DS: The main thing is make sure that you have excellent photography. You don’t have to hire a professional photographer because most people can’t afford that. But make sure you have taken excellent photos of your work, that you’ve cropped them nicely, that the lighting is good, the colors are as true as they can be, and images are crisp and not blurry at all. Be very careful about how you submit your images because people like me are just looking at photos on our screens and if they’re not good then that makes a difference.

Aside from that, keep working at your craft and keep the faith. It sounds cliché, but it is important for everybody to keep working at what they love and submitting their work to shows everywhere that they can.

 

Best-in-Show Award winner Journey of Life by Teresa Oaxaca

 

“This painting is very unusual and has a level of wild imagination that really struck me. She packed so much in to it, so much imagery that didn’t seem to be there just randomly. It is very deliberate. I like what she has said about her painting. I thought, wow, there’s something extra going on here, and that’s what made it extra special for me.”

 

Honorable Mentions:

Tidal Reflections by Kathleen Best Gillman

 

“I love the perspective. I thought the color was really good and I thought it was really well executed. It has an emotional moodiness that I responded to.”

 

 

Gazelle by Stephanie Chang

 

“I have always loved drawing, and you don’t see a lot of just straight up drawing. This is really sophisticated and beautiful, and I loved the way she did the face and how the rest of the body just sort of faded away but it’s still there.”

 

 

Round-About by Octavia Frazier

 

“I love the dynamic quality of this painting.
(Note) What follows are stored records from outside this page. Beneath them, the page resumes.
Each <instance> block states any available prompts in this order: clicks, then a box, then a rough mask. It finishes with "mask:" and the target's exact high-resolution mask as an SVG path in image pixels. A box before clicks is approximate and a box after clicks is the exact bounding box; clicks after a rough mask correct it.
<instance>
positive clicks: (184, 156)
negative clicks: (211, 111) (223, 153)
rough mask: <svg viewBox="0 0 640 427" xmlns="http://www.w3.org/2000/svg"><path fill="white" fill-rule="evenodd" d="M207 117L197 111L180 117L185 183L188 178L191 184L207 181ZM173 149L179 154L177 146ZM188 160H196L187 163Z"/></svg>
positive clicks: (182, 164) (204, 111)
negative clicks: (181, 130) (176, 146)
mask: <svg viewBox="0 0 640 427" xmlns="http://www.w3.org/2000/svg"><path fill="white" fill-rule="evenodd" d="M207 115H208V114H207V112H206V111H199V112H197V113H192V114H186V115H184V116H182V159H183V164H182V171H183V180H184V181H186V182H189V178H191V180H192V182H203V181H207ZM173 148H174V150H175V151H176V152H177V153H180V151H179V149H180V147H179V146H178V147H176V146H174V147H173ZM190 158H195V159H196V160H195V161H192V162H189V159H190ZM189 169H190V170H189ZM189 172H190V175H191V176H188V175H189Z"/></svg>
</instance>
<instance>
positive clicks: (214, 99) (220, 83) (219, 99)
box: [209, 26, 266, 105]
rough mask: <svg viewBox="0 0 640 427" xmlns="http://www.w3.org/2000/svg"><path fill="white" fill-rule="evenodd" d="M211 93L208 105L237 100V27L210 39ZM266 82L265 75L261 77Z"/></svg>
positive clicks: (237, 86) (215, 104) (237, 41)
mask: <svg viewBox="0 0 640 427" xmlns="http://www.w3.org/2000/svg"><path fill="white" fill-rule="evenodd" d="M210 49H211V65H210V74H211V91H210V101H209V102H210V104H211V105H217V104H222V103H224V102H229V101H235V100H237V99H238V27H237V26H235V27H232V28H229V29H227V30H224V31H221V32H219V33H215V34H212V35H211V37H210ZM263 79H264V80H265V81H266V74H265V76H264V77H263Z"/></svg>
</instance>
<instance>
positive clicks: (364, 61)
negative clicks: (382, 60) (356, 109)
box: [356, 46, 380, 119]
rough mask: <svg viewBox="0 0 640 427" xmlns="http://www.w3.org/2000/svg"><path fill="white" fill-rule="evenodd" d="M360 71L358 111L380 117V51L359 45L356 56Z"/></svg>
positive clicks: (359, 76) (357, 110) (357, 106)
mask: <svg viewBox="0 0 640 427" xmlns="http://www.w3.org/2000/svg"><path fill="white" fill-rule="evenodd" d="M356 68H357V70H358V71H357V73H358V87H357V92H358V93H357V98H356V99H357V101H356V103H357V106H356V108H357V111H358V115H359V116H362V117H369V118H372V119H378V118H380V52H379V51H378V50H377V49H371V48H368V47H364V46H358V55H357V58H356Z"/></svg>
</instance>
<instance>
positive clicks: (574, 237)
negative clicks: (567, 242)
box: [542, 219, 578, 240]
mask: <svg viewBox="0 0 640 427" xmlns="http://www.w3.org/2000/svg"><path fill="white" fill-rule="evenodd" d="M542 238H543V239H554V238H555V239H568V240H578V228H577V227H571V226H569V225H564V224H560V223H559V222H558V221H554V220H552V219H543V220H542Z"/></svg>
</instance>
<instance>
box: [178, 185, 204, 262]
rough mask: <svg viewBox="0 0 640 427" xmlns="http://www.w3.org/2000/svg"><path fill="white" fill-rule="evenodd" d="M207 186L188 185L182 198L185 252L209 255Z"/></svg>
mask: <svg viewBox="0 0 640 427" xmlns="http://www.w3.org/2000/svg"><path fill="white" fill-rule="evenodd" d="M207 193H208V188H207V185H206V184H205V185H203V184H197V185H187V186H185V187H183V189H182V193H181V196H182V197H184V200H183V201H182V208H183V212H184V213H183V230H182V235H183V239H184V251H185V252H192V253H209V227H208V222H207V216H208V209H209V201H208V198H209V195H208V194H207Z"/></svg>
It’s very strong. The composition is really exciting to me, and I like the color palette too.”

 

 

Blue Corner by Janet Hakeen

 

“This also has a very strong composition. I love the snappy little size, a giant abstraction on a small scale. It’s only 12″ by 12.” That’s what attracted me to it, and that little blue corner. That was clever.”

 

 

Ghost Ship by Dave Mann

 

“It’s print making, which I never see enough of. It’s an intaglio etching, so I liked that because I think it’s really well done, and it had an interesting story to it. There is something very haunting about it.”

 

 

 

Here and Always by Marta Nammack

 

Though Nammack described what was happening,  just looking at it you don’t know what’s happening. You can only guess at what’s happening. I found that really intriguing because it could be something really good or it could be something kind of frightening. I like the way that the triangle of light goes across the top third of the image and the darkness behind the trees.

 

 

Steel Town by Craig Nedrow

 

“If you know anything about steel in this country, you already know part of this story. You can just feel the grittiness of the whole scene, and then apply what you know about steel in this country to it, and it tells a very interesting story. I love the color palette, the black and white and the power lines.”

 

 

Desi by Jacqueline Saunders

 

“Portraits are hard to do. I love that with a few of these minimal strokes of watery paint and some pencil or charcoal, the artist completely shows me who this person is.”

 

 

 

Roofs of Rome Florence Setzer

 

“Here’s another watercolor, but very controlled, completely the opposite [of the previous one]. It is a very good drawing and the control that Setzer has with her watercolor and the whole composition is very pleasing. Obviously she loves Rome. It’s a like a little love letter.”

 

 

Moving Forward by Jan Sherfy

 

“Excellent composition. I love the colors and the detail in this work. I love there’s a whole lot of different textures. I think Sherfy really nailed it.”